Under Tuchel, the 05er experienced their most successful time in the Bundesliga to date. In 2011 and 2014, 1. FSV Mainz 05 qualified for the Europa League by finishing 5th and 7th in the Bundesliga but failed to qualify for the group stage on both occasions. After the departure of Tuchel, Heidel committed the future Danish national coach Kasper Hjulmand in the summer of 2014, who was released after a phase of failure in February 2015 and replaced by the coach of the second team, Martin Schmidt. The youth development of the club was forced under Heidel. While the second team was still playing in the B class when Heidel started as manager, they rose to the 3rd division in the 2013/14 season after promotion for the seventh time. The youth training center of 1. FSV Mainz 05 is certified by the German Football League with the maximum of three stars. Under Thomas Tuchel, who later became head coach, the U-19s won the German A-Junior Championship in 2009 after beating Borussia Dortmund 2–1 in the final. Heidel's tasks in 2002 included the expansion of the Bruchweg Stadium, Mainz 05's home ground for many years, and the constructions of the new Coface Arena, where 05ers have played their home games since 2011. Under his responsibility, 1. FSV Mainz 05 increased its annual turnover from €3 million (1992) to €78 million (2014).
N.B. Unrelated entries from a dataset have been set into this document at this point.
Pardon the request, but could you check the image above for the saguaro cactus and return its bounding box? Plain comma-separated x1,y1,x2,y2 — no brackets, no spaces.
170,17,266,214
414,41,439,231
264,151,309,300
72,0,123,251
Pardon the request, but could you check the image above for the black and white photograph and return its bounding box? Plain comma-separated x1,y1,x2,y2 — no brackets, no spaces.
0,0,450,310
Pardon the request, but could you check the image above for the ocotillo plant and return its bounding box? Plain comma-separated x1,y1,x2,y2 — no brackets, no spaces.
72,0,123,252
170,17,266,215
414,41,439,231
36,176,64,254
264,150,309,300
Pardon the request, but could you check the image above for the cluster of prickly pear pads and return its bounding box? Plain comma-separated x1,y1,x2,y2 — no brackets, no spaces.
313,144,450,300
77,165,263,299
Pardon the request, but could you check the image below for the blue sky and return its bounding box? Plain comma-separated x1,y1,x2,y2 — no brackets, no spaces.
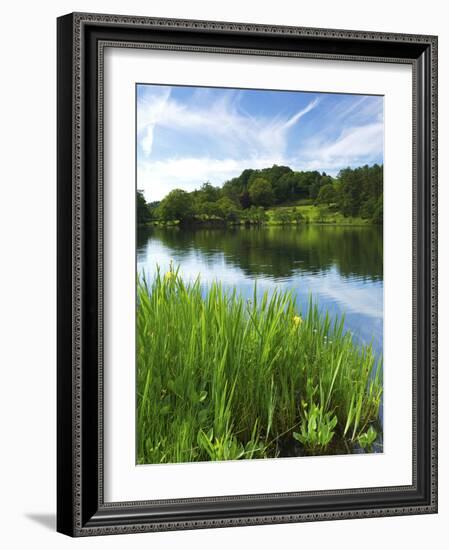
137,84,383,201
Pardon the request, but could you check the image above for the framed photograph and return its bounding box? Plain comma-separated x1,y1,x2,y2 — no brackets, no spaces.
57,13,437,536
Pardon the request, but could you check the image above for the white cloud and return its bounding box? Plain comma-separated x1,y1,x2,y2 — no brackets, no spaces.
137,88,319,158
137,157,282,202
301,122,384,171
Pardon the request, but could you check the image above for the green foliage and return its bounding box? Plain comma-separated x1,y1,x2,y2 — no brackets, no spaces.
272,208,303,225
136,268,382,464
136,189,153,225
248,178,274,206
157,189,194,221
316,183,337,205
137,164,383,225
357,426,377,451
293,402,338,455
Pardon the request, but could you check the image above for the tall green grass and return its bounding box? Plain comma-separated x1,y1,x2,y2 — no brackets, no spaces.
137,269,382,464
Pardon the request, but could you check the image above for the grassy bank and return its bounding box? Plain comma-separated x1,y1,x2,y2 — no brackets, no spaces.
141,201,373,227
137,271,382,464
267,204,372,225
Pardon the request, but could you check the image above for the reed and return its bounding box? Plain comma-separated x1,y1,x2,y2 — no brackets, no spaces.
137,269,382,464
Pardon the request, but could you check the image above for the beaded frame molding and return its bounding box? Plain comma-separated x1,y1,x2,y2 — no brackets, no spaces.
57,13,437,536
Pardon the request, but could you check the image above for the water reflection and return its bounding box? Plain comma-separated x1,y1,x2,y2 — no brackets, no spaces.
137,225,383,353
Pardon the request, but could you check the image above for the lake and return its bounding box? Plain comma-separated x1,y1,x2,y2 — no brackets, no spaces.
137,224,383,355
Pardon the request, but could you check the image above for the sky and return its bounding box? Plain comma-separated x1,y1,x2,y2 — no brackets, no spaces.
137,84,384,202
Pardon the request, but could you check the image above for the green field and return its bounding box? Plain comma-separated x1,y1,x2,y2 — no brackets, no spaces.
137,269,382,464
267,201,371,225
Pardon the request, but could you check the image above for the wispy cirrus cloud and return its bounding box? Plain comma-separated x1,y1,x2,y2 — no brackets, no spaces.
137,87,319,161
301,122,384,172
137,85,383,200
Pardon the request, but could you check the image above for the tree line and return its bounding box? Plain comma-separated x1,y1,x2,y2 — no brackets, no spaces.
137,164,383,225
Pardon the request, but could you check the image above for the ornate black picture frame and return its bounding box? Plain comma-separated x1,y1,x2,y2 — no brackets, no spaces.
57,13,437,536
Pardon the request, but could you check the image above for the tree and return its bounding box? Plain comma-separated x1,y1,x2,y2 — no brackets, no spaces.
316,183,337,205
217,197,240,221
136,189,152,225
158,189,194,222
248,177,274,206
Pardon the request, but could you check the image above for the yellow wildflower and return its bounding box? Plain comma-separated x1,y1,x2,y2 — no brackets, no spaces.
293,315,303,327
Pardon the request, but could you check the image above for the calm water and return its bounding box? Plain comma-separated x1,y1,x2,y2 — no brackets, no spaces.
137,225,383,353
Another significant achievement of Heidel's time in Mainz was the construction of the club's new home venue, the Opel Arena (then known as COFACE ARENA). He also oversaw the promotion of the club's reserve team to the 3. Liga in 2014, the highest tier of the German football league system reserve teams are allowed to compete in. By the end of his time at Mainz, he had become the longest-serving executive manager in the league.
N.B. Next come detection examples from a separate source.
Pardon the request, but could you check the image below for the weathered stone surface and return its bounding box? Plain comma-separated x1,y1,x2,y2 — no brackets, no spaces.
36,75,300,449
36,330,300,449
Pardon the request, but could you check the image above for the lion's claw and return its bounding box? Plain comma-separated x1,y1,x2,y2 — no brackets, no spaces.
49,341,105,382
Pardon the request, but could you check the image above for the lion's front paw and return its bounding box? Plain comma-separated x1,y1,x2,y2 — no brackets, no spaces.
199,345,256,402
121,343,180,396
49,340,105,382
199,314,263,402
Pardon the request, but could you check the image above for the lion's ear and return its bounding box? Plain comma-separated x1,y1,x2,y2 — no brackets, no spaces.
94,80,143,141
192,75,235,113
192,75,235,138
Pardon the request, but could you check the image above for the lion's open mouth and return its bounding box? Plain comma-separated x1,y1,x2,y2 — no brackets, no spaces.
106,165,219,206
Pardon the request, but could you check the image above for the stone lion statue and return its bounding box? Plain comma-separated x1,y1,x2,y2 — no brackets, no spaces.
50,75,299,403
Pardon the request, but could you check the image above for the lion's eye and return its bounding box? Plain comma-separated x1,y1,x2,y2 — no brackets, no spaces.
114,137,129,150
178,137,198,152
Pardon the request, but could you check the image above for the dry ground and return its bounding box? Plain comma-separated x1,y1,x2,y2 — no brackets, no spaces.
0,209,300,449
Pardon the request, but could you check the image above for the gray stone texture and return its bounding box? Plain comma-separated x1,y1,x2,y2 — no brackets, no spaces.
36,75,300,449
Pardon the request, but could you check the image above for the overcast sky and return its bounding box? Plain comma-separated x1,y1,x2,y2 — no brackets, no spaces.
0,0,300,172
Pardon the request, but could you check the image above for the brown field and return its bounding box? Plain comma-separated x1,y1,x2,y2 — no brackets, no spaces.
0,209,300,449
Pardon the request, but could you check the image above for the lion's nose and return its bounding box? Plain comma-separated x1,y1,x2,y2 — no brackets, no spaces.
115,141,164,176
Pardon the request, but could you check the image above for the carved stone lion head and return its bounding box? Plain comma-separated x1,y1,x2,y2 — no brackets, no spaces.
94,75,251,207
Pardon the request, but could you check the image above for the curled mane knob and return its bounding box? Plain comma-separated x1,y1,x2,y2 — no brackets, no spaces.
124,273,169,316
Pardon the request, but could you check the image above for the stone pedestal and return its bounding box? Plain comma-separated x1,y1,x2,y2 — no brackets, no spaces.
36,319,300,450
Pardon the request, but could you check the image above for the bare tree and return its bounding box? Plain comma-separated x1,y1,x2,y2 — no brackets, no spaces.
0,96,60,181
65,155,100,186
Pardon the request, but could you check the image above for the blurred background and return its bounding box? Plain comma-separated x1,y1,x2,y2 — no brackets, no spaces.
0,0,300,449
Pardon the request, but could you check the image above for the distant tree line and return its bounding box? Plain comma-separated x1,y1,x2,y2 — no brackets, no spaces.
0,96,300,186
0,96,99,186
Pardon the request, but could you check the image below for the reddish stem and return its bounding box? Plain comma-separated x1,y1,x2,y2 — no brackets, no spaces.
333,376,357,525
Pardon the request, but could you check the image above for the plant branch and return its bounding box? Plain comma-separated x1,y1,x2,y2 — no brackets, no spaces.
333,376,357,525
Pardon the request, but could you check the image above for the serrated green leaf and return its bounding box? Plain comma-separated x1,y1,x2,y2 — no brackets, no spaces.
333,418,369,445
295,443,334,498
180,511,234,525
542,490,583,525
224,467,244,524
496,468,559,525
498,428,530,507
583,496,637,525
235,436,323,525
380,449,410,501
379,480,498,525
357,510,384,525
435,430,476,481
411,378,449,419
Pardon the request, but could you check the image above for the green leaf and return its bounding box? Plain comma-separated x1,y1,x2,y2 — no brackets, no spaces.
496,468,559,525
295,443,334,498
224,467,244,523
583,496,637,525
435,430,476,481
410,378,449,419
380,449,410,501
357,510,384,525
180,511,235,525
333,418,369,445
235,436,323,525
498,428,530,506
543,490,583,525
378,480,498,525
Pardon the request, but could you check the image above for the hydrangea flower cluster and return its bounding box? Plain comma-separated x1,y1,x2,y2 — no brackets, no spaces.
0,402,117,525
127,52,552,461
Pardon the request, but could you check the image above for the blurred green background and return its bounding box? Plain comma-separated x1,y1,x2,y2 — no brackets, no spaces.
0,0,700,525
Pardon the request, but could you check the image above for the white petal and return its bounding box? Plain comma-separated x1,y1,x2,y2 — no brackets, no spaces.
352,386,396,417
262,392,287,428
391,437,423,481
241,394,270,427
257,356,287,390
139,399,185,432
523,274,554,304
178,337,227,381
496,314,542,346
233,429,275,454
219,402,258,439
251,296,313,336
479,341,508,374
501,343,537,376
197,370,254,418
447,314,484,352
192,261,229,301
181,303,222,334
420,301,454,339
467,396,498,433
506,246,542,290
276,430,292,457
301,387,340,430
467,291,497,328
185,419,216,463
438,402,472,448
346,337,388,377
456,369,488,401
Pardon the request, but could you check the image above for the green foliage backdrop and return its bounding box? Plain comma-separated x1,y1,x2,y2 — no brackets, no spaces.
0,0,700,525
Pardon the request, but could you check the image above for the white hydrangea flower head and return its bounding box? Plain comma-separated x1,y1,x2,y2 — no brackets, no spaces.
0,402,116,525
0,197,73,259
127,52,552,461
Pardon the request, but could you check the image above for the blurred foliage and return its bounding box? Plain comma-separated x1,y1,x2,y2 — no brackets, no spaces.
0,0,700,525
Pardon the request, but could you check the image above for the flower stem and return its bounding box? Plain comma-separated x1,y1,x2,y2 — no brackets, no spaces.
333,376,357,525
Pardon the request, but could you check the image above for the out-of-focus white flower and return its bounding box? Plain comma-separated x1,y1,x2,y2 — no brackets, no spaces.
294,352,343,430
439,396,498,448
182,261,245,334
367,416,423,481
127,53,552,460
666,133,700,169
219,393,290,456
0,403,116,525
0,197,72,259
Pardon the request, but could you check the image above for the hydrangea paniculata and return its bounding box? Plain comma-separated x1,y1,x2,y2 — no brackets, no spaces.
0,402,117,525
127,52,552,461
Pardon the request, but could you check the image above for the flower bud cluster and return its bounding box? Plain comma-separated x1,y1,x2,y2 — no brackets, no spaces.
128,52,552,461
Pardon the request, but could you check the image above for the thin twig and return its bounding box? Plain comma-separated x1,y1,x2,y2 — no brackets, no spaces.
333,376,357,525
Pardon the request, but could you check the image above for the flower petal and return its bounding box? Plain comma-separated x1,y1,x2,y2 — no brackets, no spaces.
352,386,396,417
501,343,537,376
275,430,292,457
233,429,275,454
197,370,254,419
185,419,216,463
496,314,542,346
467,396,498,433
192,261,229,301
Heidel worked as a manager on a voluntary basis until September 2005. After his car dealership went bankrupt in 2005, he worked for the '05 in his main job. His employment contract was extended in 2012 until 2017. He resigned at the end of the 2015/16season, Mainz has not been in a relegation zone in the last 7 years since promotion.
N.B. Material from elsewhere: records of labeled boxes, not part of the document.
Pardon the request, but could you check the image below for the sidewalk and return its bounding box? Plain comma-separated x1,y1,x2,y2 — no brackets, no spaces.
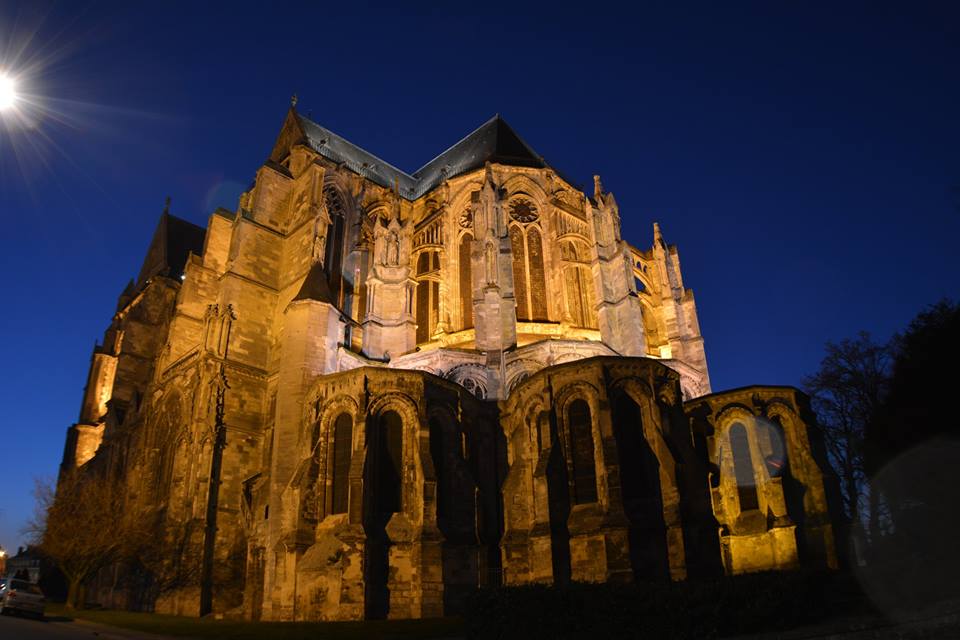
47,616,190,640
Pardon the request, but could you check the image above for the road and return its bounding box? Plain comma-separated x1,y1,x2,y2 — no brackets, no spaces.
0,616,160,640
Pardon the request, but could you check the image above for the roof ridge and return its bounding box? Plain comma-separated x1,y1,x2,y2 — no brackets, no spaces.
410,113,498,176
297,112,416,180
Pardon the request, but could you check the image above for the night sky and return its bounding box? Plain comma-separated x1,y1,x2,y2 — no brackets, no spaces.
0,1,960,550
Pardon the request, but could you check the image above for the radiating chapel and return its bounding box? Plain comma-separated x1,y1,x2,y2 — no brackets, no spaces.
63,105,837,620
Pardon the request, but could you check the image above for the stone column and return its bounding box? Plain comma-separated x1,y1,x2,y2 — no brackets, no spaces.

===FC Schalke 04 (2016–2019)===
Mainz 05 announced that Heidel would leave the club after the end of the 2015–16 season on 21 February 2016. On the same day, Schalke 04 presented him as their new executive manager for the following season. Heidel installed Markus Weinzierl as the club's head coach, but sacked him the year after, as Schalke's tenth-place finish was insufficient to qualify them for any international competition. Weinzierl's successor Domenico Tedesco was initially more successful, with the club finishing runner-up in the 2017–18 season, but when the squad's performance drastically deteriorated in the following year, he was fired in March 2019, with club legend Huub Stevens filling in for the remainder of the season. Heidel himself had already handed in his resignation weeks earlier, assuming full responsibility for the team's decline. On 14 March 2019 Jochen Schneider was appointed as the new sports director, replacing Heidel prematurely.

===Return to Mainz 05 (2020–)===
Heidel returned to Mainz in late December 2020, replacing the departing Rouven Schröder. The club announced the dismissal of coach Jan-Moritz Lichte and the hiring of Martin Schmidt as sporting director on the same day, in a bid to avoid relegation. This was ultimately successful, as the team won nine of their seventeen games during the second half of the season and came in at a safe rank twelve.

==Personal life==
After graduating from high school, Heidel completed vocational training as a bank clerk. In 1989 he bought a 20 percent stake in a BMW car dealership in Mainz, becoming its commercial director and limited partner.

He worked as a car salesman until 2005, when his car dealership declared bankruptcy. Up to this point, he had managed Mainz 05 on an honorary basis.

In August 2019, Heidel suffered a stroke while vacationing in Turkey.

Heidel is the father of two daughters and a son.